In effetti, Ludovica Martino è qui alla sua prova più matura e brilla nei panni di Marta, una giovane donna che accetta passivamente il suo posto nel mondo e le decisioni degli altri riguardo alla sua vita. Rimasta incinta il giorno prima che il suo promesso sposo partisse per la guerra, si ritrova nubile e con un bambino piccolo a carico, poiché il fidanzato, dal fronte, non è mai più tornato. “Ci hai trascinati tutti nel fango, e con una bocca in più da sfamare”, le ricordano senza mezzi termini sua madre e suo padre (Bianca Maria D’Amato e Francesco Biscione), mentre la promettono in sposa a un attempato e poco attraente vedovo con due figli, il signor Gino (Antonino Sgrò), contadino. “Meglio di niente”, ridacchiano le sue compaesane.
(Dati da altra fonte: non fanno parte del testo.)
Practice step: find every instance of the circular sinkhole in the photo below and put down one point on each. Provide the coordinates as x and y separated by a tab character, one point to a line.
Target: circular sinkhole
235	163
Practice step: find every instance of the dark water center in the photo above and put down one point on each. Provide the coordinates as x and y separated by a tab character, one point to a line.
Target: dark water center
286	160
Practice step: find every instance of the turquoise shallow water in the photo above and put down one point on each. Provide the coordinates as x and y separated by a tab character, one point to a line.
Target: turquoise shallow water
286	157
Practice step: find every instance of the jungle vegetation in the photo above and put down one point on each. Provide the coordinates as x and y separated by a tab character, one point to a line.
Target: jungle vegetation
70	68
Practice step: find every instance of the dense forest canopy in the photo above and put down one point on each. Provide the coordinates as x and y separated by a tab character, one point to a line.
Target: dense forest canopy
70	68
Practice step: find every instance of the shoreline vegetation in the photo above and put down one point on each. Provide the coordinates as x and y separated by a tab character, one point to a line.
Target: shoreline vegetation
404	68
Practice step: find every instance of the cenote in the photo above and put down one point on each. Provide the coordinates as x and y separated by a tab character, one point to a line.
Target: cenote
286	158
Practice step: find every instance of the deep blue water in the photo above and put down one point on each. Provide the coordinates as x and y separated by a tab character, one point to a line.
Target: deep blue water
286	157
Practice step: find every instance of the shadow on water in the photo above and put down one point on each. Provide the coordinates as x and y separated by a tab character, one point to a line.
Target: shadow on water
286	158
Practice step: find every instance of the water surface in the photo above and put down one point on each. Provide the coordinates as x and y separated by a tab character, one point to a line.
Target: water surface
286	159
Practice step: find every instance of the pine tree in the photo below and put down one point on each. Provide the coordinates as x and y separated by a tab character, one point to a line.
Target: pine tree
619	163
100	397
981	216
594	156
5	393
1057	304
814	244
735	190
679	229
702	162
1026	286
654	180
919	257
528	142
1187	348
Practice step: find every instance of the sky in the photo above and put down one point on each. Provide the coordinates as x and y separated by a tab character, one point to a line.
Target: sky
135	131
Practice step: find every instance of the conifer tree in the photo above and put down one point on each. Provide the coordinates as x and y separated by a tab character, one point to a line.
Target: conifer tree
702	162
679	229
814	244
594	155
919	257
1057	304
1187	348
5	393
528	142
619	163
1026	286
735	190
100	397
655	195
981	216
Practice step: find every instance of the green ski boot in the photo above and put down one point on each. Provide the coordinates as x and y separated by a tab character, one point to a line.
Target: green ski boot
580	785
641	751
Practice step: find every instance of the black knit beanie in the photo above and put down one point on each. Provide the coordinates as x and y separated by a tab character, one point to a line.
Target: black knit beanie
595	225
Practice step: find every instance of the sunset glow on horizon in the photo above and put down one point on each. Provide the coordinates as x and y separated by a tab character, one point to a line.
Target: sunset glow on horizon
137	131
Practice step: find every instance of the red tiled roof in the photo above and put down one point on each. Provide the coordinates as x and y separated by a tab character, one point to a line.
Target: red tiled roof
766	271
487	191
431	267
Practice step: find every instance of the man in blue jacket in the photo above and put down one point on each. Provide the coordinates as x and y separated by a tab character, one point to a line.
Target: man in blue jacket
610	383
Marta abbozza in silenzio e intanto, di nascosto, legge i libri che qualcuno le infila nella tasca della giacca. Con poco entusiasmo, cominciano i preparativi per la cerimonia ed è qui che compare Lorenzo (Marco Leonardi), l’assistente del parroco detto anche “l’uomo dei matrimoni”, che con il suo gusto raffinato aiuta le giovani spose a organizzare le nozze e che è dichiaratamente omosessuale, cosa che non gli rende la vita molto facile nel contesto di un paesino calabro alla metà del secolo scorso. Sia Marta che Lorenzo sono costretti a lottare contro i pregiudizi, ogni giorno. Diventano amici, e sarà proprio Lorenzo ad aprire la mente della ragazza, indicandole una buona strada verso la libertà – un corso di dattilografia in un paese vicino – il tutto mentre le piazze cominciano pian piano a riempirsi di donne che rivendicano i propri diritti.

Di storie di emancipazione femminile, ultimamente, se ne sono viste parecchie al cinema; questa ha il pregio di accompagnarsi a un ritratto realistico e sensibile della condizione di estrema povertà del sud Italia rurale degli anni ’40 e anche di offrirci uno scorcio su una comunità queer ante litteram, nascosta e insospettabile. È tutto molto sobrio e l’emozione nasce da cose semplici, come l’atto di battere a macchina: un atto che, al tocco delle giovani dattilografe sulla tastiera, sembra quasi trasformarsi in musica e che per Marta rappresenta la possibilità di un futuro meno crudo e tutto da scrivere.

Il mio posto è qui è una coproduzione italo-tedesca guidata da Orisa Produzioni con Goldkind Film, venduta all’estero da Beta Cinema.